Satisfaction Guaranteed

Previously, [IN GOD WE TRUST] we saw that God had promised Abram, “I brought you out of Ur of the Chaldeans to give you this land.”

Abram, having a little trouble believing this, asked the LORD, “How can I know that I will gain possession of it?”


And now we pick up where God answers Abram (Genesis 15:7-21), guaranteeing the promise – that what God has said will come to pass.

As God instructs, Abram gathers some animals, including a heifer, a goat, and a ram, each three years old. Abram cuts them in two, and arranges the halves opposite each other. Then, falling fast asleep, he is overcome by a dreadful darkness.

At the setting sun and fallen darkness, a “smoking firepot with a blazing torch" appears and goes through the middle of the animal pieces. Out of the darkness, the LORD speaks to Abram, predicting all that will happen to his descendants: “[they] will be strangers in a foreign land, and enslaved… but they will come out with great possessions.”

But then also the LORD covenants with Abram, “To your descendants I give this land, from the river of Egypt to the great river, the Euphrates.”




Traveling forward now to the New Testament era, we see Jesus during His earthly travels. On one particular day, Jesus meets a man whose son is demon possessed (Mark 9:14-27). Jesus responds to the man’s plea for help. But, the man too, as Abram of the Old Testament, needs a guarantee. “I believe,” he says. “Help me to overcome my unbelief.”

A crowd rushes to the scene as Jesus rebukes the evil spirit. Loud shrieks shatter the air. The boy convulses violently. The evil spirit comes out, leaving the boy as dead. But Jesus lifts him up. The boy stands before the crowd, alive.
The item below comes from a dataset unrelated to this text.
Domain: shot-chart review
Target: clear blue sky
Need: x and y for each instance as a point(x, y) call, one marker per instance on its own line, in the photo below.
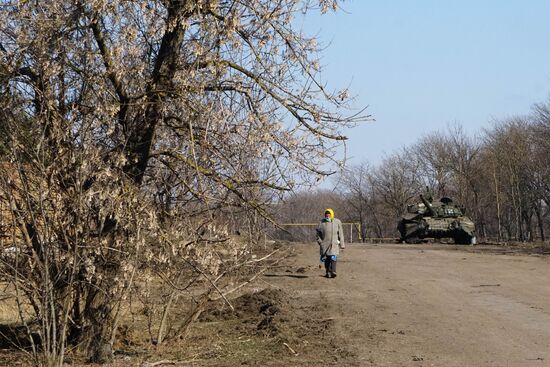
point(424, 64)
In later years, to the Hebrews (and to us as well) it is written about this Jesus: “[He] is the Mediator of a new covenant, that those who are called may receive the promised eternal inheritance…” – our satisfaction-guarantee for life.





Moving on now to the Eighteenth Century we meet DavidBrainerd, born in Connecticut Colony in America in 1718. Although through much of his life he battles ill health, depression, and discouragement, he nevertheless persistently proclaims the "guaranteed promise" to the North American Indians.

He treks miles upon miles through early America’s Northeast, preaching the gospel. Often, however, his words seem to fall on deaf ears and hard hearts. Then his hope is renewed, his spirit brightened, in seeing many Indians, as well as White men, come from miles around to hear him preach.

In just a few weeks, 25 believers are baptized. A school is established. Revival breaks out among the Indians. A church is planted.

Tuberculosis taking its toll on Brainerd’s life, however, his last days are spent in the home of Jonathan Edwards, nursed by his fiancée, Edward’s daughter Jerusha. He dies before their wedding day.

God continues His search today for other “David Brainerds,” who will risk life and personal ambition for the “surpassing greatness of knowing [and making known] Christ Jesus as Lord” (Philippians 3:7-10) – the guaranteed promise of eternal redemption for all peoples, and the glory of God. (See Hebrews 9:15.)


1 comment:

  1. Thanks, Charles. Our God is a God of promises and One who keeps his promises. I am thankful he is also patient with our doubting. I needed to be reminded of this today. Also, thanks for the brief introduction to brother David Brainerd.